Facebook continues deceptions in its messaging service

If you look at your profile on Facebook today, you’ll possibly see a new email for yourself: [your Facebook user name]@facebook.com.

I have long displayed my email publicly on Facebook: billdawers@comcast.net. Facebook contacts are welcome to send me messages directly via Facebook, but I’d prefer for various business contacts to come through my Comcast account.

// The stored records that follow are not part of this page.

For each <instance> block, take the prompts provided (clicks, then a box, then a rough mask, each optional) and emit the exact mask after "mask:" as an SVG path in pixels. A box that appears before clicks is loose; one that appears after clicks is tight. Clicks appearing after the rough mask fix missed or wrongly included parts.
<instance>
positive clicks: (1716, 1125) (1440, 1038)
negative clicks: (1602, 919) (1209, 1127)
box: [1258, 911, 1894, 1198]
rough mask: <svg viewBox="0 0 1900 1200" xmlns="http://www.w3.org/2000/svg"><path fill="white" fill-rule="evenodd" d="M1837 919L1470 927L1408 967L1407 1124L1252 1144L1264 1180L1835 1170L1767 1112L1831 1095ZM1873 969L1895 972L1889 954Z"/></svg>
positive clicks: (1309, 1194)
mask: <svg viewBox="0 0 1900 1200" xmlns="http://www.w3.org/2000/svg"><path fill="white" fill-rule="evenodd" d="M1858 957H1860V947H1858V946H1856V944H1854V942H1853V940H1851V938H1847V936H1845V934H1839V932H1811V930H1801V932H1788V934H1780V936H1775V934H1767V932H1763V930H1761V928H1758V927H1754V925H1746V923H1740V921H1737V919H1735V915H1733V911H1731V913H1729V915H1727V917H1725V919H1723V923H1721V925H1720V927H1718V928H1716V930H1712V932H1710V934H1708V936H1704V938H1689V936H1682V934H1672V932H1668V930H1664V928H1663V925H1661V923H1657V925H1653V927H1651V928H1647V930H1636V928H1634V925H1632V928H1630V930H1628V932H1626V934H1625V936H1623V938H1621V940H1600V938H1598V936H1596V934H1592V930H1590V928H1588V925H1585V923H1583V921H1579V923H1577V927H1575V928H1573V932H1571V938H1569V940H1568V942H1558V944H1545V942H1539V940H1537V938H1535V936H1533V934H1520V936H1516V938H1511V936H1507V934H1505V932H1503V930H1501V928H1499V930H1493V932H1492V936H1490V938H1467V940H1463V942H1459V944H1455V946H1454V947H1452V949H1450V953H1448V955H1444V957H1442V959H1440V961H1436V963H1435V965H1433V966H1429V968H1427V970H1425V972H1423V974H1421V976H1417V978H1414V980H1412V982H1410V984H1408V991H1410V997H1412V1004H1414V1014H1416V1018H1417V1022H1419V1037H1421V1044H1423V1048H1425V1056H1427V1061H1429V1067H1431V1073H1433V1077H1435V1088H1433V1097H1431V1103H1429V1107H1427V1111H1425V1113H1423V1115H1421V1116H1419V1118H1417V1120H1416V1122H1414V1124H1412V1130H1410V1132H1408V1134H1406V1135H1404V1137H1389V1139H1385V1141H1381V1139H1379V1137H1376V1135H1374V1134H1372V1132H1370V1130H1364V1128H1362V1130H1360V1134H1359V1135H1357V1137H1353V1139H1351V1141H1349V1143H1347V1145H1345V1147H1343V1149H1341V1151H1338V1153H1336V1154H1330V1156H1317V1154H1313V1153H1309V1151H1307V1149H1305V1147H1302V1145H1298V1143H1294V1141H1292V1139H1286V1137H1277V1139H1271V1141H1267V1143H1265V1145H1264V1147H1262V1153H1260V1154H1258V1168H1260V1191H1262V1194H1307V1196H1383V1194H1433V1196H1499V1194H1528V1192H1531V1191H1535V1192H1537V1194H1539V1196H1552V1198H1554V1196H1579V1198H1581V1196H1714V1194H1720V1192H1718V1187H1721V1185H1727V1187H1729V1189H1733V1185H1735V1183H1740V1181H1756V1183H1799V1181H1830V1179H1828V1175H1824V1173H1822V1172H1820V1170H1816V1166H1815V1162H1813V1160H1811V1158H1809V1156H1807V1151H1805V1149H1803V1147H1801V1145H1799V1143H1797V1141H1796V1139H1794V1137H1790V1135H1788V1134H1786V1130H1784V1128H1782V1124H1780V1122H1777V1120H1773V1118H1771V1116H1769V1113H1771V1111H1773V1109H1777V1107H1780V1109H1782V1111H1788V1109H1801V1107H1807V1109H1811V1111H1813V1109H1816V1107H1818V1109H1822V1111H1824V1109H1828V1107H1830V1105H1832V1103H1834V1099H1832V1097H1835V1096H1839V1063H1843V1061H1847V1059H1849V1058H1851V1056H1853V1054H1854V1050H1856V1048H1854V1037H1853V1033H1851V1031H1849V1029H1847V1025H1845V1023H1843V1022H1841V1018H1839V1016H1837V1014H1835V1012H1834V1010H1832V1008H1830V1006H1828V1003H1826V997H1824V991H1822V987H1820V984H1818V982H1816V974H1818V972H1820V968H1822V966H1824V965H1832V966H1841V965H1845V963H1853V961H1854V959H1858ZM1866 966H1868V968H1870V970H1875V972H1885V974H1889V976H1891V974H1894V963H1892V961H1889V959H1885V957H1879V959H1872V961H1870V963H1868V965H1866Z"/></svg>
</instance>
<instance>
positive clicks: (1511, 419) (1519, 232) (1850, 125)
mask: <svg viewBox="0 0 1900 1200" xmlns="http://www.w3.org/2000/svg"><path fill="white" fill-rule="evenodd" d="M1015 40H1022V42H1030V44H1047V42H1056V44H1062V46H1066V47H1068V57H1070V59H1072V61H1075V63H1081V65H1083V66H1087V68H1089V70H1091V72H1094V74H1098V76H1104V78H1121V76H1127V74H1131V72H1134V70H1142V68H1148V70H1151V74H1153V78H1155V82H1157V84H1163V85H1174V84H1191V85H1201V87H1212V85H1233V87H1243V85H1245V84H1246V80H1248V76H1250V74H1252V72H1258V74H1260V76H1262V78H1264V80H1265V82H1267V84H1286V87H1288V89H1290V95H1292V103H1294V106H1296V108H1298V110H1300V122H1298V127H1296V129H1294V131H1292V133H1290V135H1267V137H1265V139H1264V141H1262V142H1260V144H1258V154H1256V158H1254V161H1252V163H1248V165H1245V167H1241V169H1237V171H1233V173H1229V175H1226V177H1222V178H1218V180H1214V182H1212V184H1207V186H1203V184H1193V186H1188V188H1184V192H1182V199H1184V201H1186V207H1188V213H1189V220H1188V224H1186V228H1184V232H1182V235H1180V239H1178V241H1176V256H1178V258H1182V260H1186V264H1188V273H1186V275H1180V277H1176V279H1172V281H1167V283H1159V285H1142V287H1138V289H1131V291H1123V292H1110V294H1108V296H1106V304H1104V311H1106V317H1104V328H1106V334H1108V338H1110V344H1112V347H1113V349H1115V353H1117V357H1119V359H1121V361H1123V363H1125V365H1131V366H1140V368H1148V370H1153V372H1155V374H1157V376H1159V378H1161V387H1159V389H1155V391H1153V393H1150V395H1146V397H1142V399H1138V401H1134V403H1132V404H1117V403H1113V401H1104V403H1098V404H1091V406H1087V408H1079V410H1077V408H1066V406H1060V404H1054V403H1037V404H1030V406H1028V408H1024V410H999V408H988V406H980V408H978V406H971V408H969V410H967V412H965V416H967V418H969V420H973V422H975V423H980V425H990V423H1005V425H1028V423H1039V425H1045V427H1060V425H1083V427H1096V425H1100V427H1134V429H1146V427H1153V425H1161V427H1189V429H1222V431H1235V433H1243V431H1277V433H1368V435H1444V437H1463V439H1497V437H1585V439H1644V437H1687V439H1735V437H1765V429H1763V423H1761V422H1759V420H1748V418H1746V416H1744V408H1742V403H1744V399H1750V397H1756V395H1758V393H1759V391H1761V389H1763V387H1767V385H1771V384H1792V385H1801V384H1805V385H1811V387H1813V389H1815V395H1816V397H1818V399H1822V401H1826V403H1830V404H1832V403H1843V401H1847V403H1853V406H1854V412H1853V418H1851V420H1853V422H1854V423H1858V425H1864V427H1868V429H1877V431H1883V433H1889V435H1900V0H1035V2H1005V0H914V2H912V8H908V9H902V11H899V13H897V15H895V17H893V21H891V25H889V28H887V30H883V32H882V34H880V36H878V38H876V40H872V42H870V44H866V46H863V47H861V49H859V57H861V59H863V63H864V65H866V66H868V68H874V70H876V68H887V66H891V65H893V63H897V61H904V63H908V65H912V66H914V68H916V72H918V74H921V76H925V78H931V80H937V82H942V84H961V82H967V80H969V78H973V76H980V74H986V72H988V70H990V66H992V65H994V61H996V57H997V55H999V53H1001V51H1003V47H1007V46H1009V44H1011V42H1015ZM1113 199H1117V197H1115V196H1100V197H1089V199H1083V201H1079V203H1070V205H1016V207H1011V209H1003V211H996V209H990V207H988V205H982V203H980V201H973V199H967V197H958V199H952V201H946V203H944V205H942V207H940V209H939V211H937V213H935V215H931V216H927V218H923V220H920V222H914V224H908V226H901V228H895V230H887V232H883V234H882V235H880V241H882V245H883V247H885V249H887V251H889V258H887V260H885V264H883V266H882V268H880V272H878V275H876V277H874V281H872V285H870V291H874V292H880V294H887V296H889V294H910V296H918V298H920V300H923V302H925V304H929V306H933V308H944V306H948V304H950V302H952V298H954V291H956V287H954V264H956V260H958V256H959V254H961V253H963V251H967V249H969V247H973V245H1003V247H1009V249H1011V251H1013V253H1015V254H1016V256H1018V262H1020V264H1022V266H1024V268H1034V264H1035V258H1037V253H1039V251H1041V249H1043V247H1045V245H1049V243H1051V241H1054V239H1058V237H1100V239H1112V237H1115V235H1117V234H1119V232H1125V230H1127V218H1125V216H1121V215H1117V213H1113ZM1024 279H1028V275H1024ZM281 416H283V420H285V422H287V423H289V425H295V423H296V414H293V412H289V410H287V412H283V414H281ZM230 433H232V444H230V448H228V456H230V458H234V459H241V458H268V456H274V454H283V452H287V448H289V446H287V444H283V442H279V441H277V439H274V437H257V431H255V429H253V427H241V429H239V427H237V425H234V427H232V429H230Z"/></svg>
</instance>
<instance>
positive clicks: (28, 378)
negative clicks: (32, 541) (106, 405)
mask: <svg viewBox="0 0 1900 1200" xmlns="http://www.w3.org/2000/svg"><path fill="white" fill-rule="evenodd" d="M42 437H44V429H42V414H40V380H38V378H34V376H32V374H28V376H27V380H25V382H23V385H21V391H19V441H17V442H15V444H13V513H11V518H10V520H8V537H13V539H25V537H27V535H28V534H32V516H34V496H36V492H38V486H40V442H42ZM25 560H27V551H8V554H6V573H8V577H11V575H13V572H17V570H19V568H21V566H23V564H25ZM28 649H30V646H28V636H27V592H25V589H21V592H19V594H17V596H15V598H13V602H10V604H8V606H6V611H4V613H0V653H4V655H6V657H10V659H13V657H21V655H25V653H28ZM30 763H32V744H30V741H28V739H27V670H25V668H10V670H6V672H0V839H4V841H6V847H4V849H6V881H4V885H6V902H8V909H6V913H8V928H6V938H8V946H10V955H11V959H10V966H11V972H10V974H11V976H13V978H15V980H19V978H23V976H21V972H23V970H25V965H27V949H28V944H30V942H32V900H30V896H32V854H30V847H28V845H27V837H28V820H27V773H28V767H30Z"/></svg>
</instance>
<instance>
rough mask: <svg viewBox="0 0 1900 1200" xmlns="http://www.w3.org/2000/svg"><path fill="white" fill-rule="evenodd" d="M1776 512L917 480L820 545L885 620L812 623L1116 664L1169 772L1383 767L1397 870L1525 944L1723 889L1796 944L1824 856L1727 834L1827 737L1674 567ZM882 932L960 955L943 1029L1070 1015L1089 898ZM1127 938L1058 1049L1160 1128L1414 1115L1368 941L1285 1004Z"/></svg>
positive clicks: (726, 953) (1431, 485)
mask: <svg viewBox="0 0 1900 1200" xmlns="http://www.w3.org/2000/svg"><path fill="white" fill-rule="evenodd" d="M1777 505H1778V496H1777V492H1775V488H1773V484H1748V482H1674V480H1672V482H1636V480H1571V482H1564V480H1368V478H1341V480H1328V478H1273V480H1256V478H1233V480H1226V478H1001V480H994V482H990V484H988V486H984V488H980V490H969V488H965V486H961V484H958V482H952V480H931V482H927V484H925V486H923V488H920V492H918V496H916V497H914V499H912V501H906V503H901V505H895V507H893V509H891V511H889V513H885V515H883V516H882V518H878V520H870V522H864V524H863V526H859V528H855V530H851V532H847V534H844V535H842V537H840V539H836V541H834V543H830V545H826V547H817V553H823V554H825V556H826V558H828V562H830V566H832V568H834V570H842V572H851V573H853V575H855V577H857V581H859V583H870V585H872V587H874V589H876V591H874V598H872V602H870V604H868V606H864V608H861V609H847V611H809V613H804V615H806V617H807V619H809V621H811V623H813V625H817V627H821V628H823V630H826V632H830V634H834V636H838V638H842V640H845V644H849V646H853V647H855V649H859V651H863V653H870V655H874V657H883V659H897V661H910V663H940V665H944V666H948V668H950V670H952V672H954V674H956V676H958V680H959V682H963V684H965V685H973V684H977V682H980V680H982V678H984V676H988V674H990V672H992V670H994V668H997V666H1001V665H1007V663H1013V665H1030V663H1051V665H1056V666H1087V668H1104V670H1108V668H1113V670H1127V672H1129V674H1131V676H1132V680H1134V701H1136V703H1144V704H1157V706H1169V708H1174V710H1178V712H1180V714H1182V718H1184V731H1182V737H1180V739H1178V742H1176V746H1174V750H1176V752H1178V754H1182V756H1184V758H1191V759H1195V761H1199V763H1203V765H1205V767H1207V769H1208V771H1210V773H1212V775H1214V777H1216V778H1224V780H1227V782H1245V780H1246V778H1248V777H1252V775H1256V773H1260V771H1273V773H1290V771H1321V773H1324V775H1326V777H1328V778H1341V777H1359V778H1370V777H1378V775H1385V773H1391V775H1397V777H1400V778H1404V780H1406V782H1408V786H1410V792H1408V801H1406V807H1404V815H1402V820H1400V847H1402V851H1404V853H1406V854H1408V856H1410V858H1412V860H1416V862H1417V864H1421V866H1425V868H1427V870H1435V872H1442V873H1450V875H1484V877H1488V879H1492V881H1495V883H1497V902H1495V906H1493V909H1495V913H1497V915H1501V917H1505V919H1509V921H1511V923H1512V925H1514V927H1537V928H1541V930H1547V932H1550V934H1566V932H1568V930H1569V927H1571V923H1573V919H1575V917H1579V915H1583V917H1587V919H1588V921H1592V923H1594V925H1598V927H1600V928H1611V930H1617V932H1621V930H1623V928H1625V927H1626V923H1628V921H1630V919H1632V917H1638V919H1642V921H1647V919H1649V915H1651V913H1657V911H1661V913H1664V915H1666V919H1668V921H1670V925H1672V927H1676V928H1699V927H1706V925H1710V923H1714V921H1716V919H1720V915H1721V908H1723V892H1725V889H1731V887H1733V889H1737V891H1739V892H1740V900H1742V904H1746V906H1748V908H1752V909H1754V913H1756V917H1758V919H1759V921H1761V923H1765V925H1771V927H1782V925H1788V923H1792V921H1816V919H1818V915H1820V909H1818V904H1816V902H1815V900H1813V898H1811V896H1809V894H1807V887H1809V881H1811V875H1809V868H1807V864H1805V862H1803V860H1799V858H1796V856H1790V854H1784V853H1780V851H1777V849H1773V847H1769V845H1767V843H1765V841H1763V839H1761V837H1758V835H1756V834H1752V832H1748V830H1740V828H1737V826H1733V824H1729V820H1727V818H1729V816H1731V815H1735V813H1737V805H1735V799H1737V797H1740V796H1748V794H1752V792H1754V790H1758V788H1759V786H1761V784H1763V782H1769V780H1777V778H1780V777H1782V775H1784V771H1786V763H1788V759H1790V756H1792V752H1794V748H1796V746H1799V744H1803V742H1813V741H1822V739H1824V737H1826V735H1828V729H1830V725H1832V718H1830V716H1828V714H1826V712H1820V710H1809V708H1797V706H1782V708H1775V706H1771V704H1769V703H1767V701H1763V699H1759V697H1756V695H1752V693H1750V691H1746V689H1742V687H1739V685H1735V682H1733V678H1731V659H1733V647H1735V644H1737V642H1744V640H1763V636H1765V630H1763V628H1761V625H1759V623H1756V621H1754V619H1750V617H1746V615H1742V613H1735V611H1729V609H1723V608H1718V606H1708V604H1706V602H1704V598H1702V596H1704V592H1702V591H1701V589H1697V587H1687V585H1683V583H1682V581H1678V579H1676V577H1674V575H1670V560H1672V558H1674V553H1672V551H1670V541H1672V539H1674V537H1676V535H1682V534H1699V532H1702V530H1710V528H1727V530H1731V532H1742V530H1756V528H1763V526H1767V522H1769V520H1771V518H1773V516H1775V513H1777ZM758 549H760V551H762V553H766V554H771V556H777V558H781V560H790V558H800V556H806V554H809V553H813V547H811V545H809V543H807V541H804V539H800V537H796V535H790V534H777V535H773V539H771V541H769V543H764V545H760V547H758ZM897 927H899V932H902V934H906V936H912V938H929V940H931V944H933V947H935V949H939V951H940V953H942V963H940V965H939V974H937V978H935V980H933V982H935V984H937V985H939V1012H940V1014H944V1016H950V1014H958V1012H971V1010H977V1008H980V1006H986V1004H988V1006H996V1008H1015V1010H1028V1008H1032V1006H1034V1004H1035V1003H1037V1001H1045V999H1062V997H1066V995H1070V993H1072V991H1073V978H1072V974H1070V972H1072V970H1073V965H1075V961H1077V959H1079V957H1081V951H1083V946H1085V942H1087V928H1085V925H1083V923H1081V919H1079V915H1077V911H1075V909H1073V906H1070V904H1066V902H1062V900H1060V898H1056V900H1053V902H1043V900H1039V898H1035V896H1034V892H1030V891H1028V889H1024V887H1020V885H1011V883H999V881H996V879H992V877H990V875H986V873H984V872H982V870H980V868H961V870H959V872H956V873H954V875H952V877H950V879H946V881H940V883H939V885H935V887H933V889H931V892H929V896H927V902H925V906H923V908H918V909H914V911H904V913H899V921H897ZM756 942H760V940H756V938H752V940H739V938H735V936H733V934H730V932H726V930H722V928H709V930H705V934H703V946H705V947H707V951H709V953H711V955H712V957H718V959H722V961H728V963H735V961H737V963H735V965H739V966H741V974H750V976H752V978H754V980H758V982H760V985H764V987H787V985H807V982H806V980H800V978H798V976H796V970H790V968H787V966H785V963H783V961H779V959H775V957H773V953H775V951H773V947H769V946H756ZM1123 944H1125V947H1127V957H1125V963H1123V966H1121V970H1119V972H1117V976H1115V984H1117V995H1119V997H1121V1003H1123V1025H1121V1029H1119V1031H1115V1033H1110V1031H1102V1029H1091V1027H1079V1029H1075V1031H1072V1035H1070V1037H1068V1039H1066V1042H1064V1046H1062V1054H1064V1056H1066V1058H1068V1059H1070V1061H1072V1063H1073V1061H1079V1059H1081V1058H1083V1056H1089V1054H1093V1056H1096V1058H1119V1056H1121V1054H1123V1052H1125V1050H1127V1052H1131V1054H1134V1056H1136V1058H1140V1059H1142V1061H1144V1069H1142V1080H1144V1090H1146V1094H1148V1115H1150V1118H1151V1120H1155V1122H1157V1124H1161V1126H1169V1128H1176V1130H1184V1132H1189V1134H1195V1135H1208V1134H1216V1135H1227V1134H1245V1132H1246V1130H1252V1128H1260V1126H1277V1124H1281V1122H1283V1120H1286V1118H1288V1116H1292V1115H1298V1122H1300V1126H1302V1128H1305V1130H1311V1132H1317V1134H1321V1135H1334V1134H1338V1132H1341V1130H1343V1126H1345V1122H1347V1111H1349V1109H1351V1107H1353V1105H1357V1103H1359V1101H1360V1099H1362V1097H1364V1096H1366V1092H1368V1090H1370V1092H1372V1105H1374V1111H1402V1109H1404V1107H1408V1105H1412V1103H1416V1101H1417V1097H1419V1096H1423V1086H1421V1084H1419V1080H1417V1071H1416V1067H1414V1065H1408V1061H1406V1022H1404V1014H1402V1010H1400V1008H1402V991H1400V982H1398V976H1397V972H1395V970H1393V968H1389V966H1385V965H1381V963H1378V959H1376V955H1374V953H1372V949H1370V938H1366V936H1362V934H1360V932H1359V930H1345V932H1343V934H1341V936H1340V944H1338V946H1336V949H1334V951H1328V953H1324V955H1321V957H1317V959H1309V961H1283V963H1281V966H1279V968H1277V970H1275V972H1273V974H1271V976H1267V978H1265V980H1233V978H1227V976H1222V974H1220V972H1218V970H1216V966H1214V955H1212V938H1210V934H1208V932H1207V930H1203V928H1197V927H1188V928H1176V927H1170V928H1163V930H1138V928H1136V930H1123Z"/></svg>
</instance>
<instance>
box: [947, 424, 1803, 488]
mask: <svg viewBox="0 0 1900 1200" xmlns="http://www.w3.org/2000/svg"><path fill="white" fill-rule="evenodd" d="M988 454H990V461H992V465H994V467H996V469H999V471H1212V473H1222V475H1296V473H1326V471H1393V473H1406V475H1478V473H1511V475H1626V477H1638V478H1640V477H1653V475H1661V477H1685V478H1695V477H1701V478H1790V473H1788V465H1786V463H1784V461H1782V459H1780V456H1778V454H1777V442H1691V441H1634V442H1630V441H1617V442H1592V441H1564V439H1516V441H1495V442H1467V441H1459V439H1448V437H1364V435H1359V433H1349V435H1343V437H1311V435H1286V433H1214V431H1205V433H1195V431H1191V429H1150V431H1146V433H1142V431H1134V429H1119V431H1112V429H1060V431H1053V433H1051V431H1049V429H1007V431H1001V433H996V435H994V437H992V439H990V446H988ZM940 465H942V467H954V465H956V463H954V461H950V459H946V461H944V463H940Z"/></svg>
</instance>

Forbes has a great piece about this today, Facebook’s Lame Attempt To Force Its Email Service On You:

Security researcher Ashkan Soltani meanwhile calls it “slightly fishy to auto-replace your default email address with ‘facebook.com’ without any user consent.” After all, it should be up to Facebook users to determine the information in their profile about how they want to be contacted, not Facebook. I hope they don’t start taking other liberties with my profile page, changing my interests, hobbies, and “in a relationship with” to “Facebook. Only Facebook.” I realize that there’s research out there suggesting that oversharing on Facebook is as pleasurable as sex and eating delicious things, but I’m not that into it.

A Facebook spokesperson says the company has been updating Facebook addresses for users since April. Without specifying when exactly the company made this the default contract address for its users, the spokesperson says the site is “rolling out a new setting that gives people the choice to decide which addresses they want to show on their timelines.”

That last comment from the Facebook spokesperson is pretty close to a lie. I was never given the opportunity to “decide” anything about this — just as I was never given the opportunity to decide that many messages would slip into an “Other” box that many Facebook users do not even know is there.

If you don’t know about that, go to your Facebook homepage, click on the word “Messages” in the upper left hand corner and then click on the word “Other” that has appeared below it.

If you want to change your email contact back to what you want it to be, go to your profile page or timeline, click on “About”, and then simply change the settings under “Contact”.

Monkeying around with contact settings without telling users is a sure way not only to create anger and distrust, but also potentially to damage business relationships and deals.